The assignment of error under consideration is not based on a “ mere technical nicety,” but raises a question of substantial right, as well as a question of practice of the highest importance in the administration of criminal justice. If one instruction may be given in the absence of the accused and without his knowledge, there is no good reason why the whole of the instructions may not be given in his absence and without his knowledge. So also, if, after the regular adjournment of the court, in the absence, and without the knowledge, of the accused, or of his counsel, the trial judge may call the jury into the court room and there instruct them as to the law of the case, and as to the bearing of the evidence, we see no reason why he may not call them to his chambers, or go to their room for the same purpose.
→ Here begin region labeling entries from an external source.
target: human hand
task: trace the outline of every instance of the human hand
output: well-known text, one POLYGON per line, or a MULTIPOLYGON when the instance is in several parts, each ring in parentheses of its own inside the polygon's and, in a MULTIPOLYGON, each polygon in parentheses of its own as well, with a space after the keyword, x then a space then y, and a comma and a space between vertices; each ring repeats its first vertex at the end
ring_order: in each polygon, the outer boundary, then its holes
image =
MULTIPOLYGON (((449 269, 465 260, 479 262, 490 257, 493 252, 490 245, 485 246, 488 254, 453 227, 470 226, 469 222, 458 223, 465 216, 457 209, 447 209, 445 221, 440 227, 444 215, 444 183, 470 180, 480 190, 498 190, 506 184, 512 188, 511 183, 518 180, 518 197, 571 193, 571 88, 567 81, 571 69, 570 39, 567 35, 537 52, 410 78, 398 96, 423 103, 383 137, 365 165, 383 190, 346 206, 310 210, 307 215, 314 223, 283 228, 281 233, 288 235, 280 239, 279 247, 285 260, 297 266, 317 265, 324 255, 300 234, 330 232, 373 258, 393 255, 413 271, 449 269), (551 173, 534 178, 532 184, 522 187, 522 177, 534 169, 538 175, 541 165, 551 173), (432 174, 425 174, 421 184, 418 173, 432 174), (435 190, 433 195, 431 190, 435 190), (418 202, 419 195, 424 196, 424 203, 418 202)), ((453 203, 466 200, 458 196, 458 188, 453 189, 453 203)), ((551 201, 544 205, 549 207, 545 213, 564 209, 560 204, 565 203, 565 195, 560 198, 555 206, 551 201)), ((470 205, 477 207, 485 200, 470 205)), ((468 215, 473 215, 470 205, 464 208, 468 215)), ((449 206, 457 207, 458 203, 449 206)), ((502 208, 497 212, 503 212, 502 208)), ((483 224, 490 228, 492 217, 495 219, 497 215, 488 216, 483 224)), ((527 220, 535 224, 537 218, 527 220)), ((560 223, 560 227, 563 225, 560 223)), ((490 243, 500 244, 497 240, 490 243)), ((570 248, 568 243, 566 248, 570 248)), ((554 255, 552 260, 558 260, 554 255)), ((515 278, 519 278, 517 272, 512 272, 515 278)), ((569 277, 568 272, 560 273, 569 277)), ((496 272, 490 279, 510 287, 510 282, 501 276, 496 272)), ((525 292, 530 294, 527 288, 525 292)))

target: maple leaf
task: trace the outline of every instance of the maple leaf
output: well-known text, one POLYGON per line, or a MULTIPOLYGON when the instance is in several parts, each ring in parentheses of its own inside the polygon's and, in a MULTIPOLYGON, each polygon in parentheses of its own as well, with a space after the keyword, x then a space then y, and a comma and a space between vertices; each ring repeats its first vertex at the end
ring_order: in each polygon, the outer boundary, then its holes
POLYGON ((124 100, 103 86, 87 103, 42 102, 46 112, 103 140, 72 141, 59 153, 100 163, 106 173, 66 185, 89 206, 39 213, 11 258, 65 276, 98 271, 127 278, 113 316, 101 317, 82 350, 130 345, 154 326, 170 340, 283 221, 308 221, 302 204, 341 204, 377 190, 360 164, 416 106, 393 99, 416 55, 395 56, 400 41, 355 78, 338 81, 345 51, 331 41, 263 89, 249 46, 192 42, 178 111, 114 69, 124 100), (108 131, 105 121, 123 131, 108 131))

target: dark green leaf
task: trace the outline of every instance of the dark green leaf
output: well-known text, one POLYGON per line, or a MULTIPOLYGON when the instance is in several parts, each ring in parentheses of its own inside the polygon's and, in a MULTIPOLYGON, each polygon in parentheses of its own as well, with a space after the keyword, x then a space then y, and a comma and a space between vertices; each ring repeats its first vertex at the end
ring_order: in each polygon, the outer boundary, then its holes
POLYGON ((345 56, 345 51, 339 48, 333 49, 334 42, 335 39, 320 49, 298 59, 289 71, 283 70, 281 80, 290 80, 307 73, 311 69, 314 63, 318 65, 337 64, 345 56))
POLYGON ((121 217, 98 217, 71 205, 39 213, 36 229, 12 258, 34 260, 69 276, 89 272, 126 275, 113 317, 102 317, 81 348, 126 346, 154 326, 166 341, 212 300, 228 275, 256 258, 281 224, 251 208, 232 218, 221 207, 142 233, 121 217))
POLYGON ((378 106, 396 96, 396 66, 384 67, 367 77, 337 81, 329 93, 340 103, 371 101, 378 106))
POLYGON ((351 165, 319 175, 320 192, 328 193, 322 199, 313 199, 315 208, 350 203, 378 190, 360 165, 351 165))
Conceding that the convenience of *113jurors would sometimes be subserved if the trial judge had such power, and also that the power would be lodged in hands highly responsible for the exercise of it, nevertheless, it would be liable to abuse. It is better that jurors, in exceptional cases, suffer some slight inconvenience than that countenance be given to a practice, which, followed to its logical results, would destroy one of the safeguards of the accused, which reason and experience combine to show is of the highest value. It has been well said of another constitutional guaranty and may be said as appropriately here: “ It is the capability of abuse and not the probability of it, which is regarded in judging of the reasons which lie at the foundation, and guide in the interpretation of constitutional restrictions: ” Emery’s Case, 107 Mass. 172. “ There is no more sacred duty of a court than, in a case properly before.it, to maintain unimpaired those securities for the personal rights of the individual which have received for ages the sanction of the jurist and the statesman; and in such cases no narrow or illiberal construction should be given to the words of the fundamental law in which they are embodied : ” Mr. Justice Miller in Ex parte Lange, 85 U. S. 163.

We do not think we have overestimated the importance of the question; for we are firmly convinced that to hold the error complained of to be harmless would be, virtually, to deny the right of the accused to be present at an important part of his trial, and would establish a dangerous precedent, contrary to the just and humane principles of the fundamental law, and inconsistent with orderly procedure, and long established usage as shown by the adjudged cases. It is better that this case should be tried a third time than that such a precedent should be established.

The judgment is reversed and a venire facias de novo awarded.